Search code examples
machine-learningnlpclassificationtaggingtext-classification

Document Tagging with Named Topics, relevant literature? (Also asked on Quora)


I am working on what is to me a very new domain in data science and would like to know if anyone can suggest any existing academic literature that has relevant approaches that address my problem.

The problem setting is as follows: I have a set of named topics (about 100 topics). We have a document tagging engine that tags documents (news articles in our case) based on their text with up to 5 of these 100 topics.

All this is done using fairly rudimentary similarity metrics (each topic is a text vector and so is each document and we do a similarity between these vectors and assign the 5 most similar topics to each document).

We are looking to improve the quality of this process but the constraint is we have to maintain the set of 100 named topics which are vital for other purposes so unsupervised topic models like LDA are out because: 1. They don't provide named topics 2. Even if we are able to somehow map distributions of topics output by LDA to existing topics, these distributions will not remain constant and vary with the underlying corpus.

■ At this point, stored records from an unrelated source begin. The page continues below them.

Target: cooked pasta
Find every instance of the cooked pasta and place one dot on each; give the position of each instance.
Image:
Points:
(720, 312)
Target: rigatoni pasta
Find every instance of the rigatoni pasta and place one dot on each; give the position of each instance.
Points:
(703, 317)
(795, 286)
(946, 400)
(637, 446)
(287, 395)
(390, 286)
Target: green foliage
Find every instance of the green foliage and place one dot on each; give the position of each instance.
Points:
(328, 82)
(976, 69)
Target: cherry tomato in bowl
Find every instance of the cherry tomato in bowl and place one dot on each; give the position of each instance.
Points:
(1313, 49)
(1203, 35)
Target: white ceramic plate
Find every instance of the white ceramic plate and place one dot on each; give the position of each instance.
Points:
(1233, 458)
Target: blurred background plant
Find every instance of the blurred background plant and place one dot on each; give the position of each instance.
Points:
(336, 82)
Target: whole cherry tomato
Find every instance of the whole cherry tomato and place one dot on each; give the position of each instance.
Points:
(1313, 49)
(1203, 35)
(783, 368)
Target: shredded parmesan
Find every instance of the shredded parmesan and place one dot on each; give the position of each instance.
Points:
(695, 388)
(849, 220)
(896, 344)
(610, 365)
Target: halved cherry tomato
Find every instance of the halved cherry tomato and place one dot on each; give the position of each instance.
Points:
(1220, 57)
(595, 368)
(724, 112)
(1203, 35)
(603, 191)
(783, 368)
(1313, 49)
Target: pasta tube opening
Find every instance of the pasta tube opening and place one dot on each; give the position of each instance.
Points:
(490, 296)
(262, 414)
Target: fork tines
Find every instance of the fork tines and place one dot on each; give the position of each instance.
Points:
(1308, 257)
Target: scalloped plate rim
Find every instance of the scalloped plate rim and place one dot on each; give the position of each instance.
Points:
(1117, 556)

So could anyone point me towards papers that have worked with document tagging using a finite set of named topics?

There are 2 challenges here: 1. Given a finite set of named topics , how to tag new documents with them? (this is the bigger more obvious challenge) 2. How do we keep the topics updated with the changing document universe? Any work that addresses one or both of these challenges would be a great help.

P.S. I've also asked this question on Quora if anyone else is looking for answers and would like to read both posts. I'm duplicating this question as I feel it is interesting and I'd like to get as many people talking about this problem as possible and as many literature suggestions as possible.

Same Question on Quora


Solution

  • Have you tried classification?

    Train a classifier for each topic.

    Tag with the 5 most likely classes.